O condenado cumpria pena em regime semiaberto quando escapou da Penitenciária José Abranches Gonçalves, em Ribeirão das Neves. Sem pistas sobre o paradeiro dele, a vítima, que não terá o nome divulgado, teme que ele retorne para terminar o que começou há oito anos.

A mulher de 37 anos se lembra com detalhes do dia 17 de maio de 2011. Depois de ir a uma audiência do divórcio em que o criminoso não compareceu, ela e o pai voltaram para casa no fim do dia, momento em que foram surpreendidos pelo agressor.

O pai dela foi o primeiro a ser golpeado na cabeça. Ao todo, ele levou sete machadadas no local, o que o fez perder o movimento das pernas e parte da mobilidade dos braços. A mulher sofreu afundamento de crânio, um corte na parte posterior da cabeça e outro na perna.

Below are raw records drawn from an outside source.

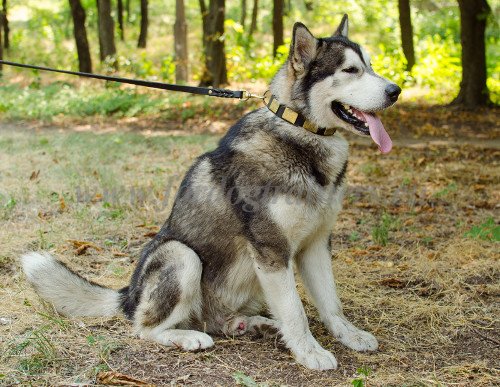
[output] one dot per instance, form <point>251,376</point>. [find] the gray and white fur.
<point>263,202</point>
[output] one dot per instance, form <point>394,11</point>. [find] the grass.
<point>428,295</point>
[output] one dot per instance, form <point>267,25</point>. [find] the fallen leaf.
<point>82,246</point>
<point>117,253</point>
<point>394,283</point>
<point>112,378</point>
<point>34,175</point>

Mesmo com o homem preso, a família sempre teve medo dele. Mas a notícia de que o criminoso não voltou para a prisão no mês passado trouxe de volta o medo da morte. “Na cadeia, ele só falava em vingança. Estamos presos dentro de casa, enquanto ele, um bandido, está solto”, disse a vítima.

Além de temer pela própria vida e dos pais, a mulher se apavora com a ideia de que o condenado tente se aproximar do filho deles, hoje com oito anos. “Estamos presos em casa: meu filho sem ir para a escola, meu pai sem sair na rua. Temos muito medo”, completa.

O ex-sogro do criminoso, que hoje se movimenta com ajuda de uma cadeira de rodas, é inadmissível que ele e os parentes precise viver presa dentro de casa enquanto o homem que quase destruiu sua família está a solta.

Por meio de nota, a Secretaria de Estado de Justiça e Segurança Pública (Sejusp) informou que a direção do Presídio José Abranches Gonçalves comunicou a fuga do detento às polícias Civil e Militar, e também à Vara de Execuções Criminais.

“As circunstâncias e possíveis responsabilidades pelo ocorrido serão apuradas administrativamente, por meio de um procedimento de investigação interno”, afirmou o órgão.